In the course of filling our exterior walls with rigid foam boards, which get a huge “mountain” of left-over cut-offs pieces, some fairly regular in shape but many just simply rubbish.
We had to strip off the paper foil off both sides of the board (sometimes, it is a glass-fibre impregnated paper and others are shiny aluminium foil coated paper) so it could go into our shredder machine.
Here are some examples of the wide range of variability of these “seconds” that had been thrown out by the manufacturers and amazingly, some of the boards had dates on them and these dates indicated that some were only a week old when we got the delivery!!
The shredder dealt with the pieces that are not long and regular in shape and size, the cuboid and badly formed rubbish bits were crunched and shredded. One might had expected that by shredding these solid blocks of foam into a random chunky pieces would have generated extra volume but it turned out that it is not so bad after all. We did a couple of ton bags of cut-offs we had already collected a few weeks ago and when these were shredded, they virtually occupied about the same volume as you can see ..
But we still had to make room to store this mountain of rubbish while we build the interior framework of our rooms so we elected to use the alcove outside, formed by the L,M & N walls and built a very large tarpaulin “bag” to hold this fluffy material.
Four corner stakes were bashed into the sandy soil and, using dismantled left-over pallet materials, to reinforce and build a box like structure.
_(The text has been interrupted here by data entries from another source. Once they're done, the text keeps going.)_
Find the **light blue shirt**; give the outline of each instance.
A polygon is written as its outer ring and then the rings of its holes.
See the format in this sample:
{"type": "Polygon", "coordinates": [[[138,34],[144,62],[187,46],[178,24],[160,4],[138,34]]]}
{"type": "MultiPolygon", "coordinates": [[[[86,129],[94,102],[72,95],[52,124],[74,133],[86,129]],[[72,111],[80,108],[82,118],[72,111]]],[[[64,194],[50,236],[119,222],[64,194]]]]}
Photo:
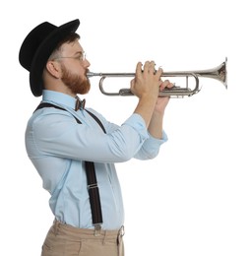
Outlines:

One of our 10metre on a side tarpaulin that have several holes in it (due to the covering up of the stack of OSB sheets), was used to create a bag, laid inside our new frame and weighed down with concrete blocks in the corners and stretched out upwards and clamped down around the top edge of the framing.
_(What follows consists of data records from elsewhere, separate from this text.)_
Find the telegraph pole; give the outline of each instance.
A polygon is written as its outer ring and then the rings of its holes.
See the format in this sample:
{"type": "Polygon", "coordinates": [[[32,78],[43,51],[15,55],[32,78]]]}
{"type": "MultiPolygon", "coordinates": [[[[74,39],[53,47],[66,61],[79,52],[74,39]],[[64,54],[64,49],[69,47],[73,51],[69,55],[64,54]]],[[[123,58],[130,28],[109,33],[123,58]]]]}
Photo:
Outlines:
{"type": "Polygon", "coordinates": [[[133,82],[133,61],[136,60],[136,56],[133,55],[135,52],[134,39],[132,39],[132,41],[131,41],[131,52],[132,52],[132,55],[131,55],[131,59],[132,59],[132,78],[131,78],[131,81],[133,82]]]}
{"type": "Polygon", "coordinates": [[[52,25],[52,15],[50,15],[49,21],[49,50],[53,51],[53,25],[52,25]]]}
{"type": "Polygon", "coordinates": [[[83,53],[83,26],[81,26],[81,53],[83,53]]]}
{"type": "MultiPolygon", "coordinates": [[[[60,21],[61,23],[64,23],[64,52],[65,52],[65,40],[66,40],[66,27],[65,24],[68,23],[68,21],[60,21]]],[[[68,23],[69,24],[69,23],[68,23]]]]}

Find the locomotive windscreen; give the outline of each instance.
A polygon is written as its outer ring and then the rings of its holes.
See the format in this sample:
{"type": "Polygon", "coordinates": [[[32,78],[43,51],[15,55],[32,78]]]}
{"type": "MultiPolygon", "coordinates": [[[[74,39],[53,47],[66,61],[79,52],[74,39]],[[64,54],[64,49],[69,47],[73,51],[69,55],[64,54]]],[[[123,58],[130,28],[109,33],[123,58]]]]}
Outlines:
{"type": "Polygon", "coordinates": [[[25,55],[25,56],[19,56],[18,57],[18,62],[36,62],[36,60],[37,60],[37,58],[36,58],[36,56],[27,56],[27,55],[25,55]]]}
Now we got this outside storage, we proceeded to shred up the remaining irregular pieces and transferred the fluffy lumpy bits to the new super bag outside.
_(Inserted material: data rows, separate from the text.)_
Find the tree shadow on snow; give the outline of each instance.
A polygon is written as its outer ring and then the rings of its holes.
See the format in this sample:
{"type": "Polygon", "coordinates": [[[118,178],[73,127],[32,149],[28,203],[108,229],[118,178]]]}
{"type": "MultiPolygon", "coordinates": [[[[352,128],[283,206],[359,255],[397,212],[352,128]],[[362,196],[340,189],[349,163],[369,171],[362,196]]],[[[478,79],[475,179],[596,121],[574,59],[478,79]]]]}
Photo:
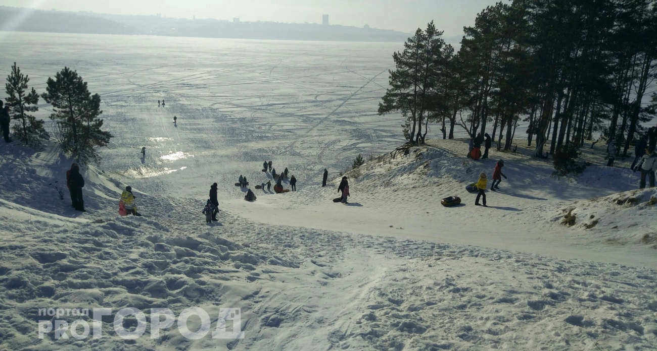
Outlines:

We then bundled up the more manageable pieces of rubbish with duct tape and move this outside too, to join their cousins, the fluffy bits.
The only upheaval to this process was the demise of our shredding machine. We had overworked the motor and it got too hot and burnt out several windings inside the electric motor itself (we believe!) so the last couple of days was spent breaking up the greatly reduced pile chunks using our hands and fingers instead. It was very tiring and long winded! We probably will buy an replacement machine, later on to be ready when we tackle the insertion of more insulation board bits up into the roof rafters, but it was quicker (just!) to get it done now, rather than waiting for a delivery!
Anyway, all this material will be used in the long run, to act as more insulation under our suspended flooring on the ground floor. Nothing goes to waste!
Finally ..
We now have our house looking much tidier and ready for the next task of building more walls for our internal rooms on the ground floor.